Beaucoup de dirigeants confient au seul canal Internet le soin de distribuer leur produit. Il me souvient d’avoir dans un passé certes un peu lointain avoir rencontré un Suédois, créateur de sa compagnie aérienne et dont le siège était basé à Göteborg. Son produit consistait à opérer deux fois par jour des vols à destination de Londres, Paris, Milan et Nice avec des MD 83, des jets confortables de 180 places. Je lui ai demandé comment il pensait faire distribuer son produit ? «Uniquement par Internet par mon site WEB,» me répondit-il. «Fort bien lui fis-je remarquer, mais vous serez alors obligé de dépenser des montants considérables pour informer vos clients potentiels. Vous allez opérer 8 fréquences journalières au départ de Göteborg qui a autour de 500.000 habitants, mais vous devrez toucher les quelque 12 millions de la métropole londonienne, les 11 millions de Parisiens qui vivent à Paris et ses environs, les 4 millions de la zone niçoise et les 6 millions de Milanais alors que dans chacune de ces villes vous n’opérez que 2 fréquences quotidiennes. Cela va vous coûter une fortune. Pourquoi n’utilisez-vous pas le circuit des agents de voyages, que vous devrez rémunérer, mais uniquement lorsqu’ils auront vendu des sièges ? » Cet homme-là m’a pris pour un dangereux ringard… mais il a déposé son bilan au bout de 6 mois.

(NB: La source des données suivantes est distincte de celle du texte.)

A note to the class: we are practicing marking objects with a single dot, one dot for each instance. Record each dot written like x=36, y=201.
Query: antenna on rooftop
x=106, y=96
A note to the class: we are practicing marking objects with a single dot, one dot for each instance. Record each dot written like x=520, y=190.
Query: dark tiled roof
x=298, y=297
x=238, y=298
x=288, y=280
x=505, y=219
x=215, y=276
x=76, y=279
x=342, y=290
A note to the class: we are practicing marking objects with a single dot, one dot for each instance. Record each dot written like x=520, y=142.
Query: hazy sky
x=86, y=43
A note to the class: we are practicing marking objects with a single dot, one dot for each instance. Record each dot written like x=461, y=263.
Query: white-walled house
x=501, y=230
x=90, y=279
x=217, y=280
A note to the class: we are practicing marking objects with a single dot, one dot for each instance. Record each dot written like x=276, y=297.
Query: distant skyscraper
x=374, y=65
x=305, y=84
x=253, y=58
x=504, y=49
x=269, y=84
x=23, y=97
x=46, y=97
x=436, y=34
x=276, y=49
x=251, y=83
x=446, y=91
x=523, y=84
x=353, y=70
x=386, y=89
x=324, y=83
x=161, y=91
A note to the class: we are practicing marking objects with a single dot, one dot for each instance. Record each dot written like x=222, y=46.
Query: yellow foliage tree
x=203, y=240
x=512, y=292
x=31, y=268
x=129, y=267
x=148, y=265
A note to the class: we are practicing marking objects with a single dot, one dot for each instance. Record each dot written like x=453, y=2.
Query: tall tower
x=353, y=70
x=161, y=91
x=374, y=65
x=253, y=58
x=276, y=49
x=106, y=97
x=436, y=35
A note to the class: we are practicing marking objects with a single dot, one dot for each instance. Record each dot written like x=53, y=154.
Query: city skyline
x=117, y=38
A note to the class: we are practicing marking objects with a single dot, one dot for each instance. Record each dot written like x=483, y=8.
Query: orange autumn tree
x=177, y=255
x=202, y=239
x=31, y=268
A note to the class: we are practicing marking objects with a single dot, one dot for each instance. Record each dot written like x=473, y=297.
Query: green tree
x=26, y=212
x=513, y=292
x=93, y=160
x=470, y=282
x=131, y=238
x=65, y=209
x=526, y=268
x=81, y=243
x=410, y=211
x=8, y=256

Pourquoi cette anecdote ? Simplement pour mettre l’accent sur les très nombreuses facilités à la disposition des compagnies à commencer par les GDS qui sont reliés à toutes les agences de voyages, au BSP (Billingand Settlement Plan) de IATA qui permet l’émission des billets et le rapatriement des fonds et les accords «interline» avec l’une des deux sociétés spécialisées dans la distribution mondiale : l’allemand Hahn Air et le français APG. Or tous ces outils sont utilisables à coûts variables à l’exception de quelques coûts d’entrée dans les BSP, c’est-à-dire que les charges ne sont payables qu’une fois les produits encaissés. Pourquoi alors ne sont-ils pas utilisés ? La plupart du temps par manque de connaissance et c’est bien dommage. Cela n’empêche en aucune manière d’utiliser les formidables possibilités offertes par Internet.
Tout est pensé pour que chaque compagnie aérienne aussi petite soit-elle, puisse accéder à l’intégralité des marchés mondiaux. L’AFRA (African Airlines Association) l’a bien compris car elle est en train de lancer une information sur le sujet auprès de ses mandants africains. Son exemple pourrait être utilement copié par les autres associations des compagnies aériennes petites et moyennes pour lesquels IATA est un trop gros organisme.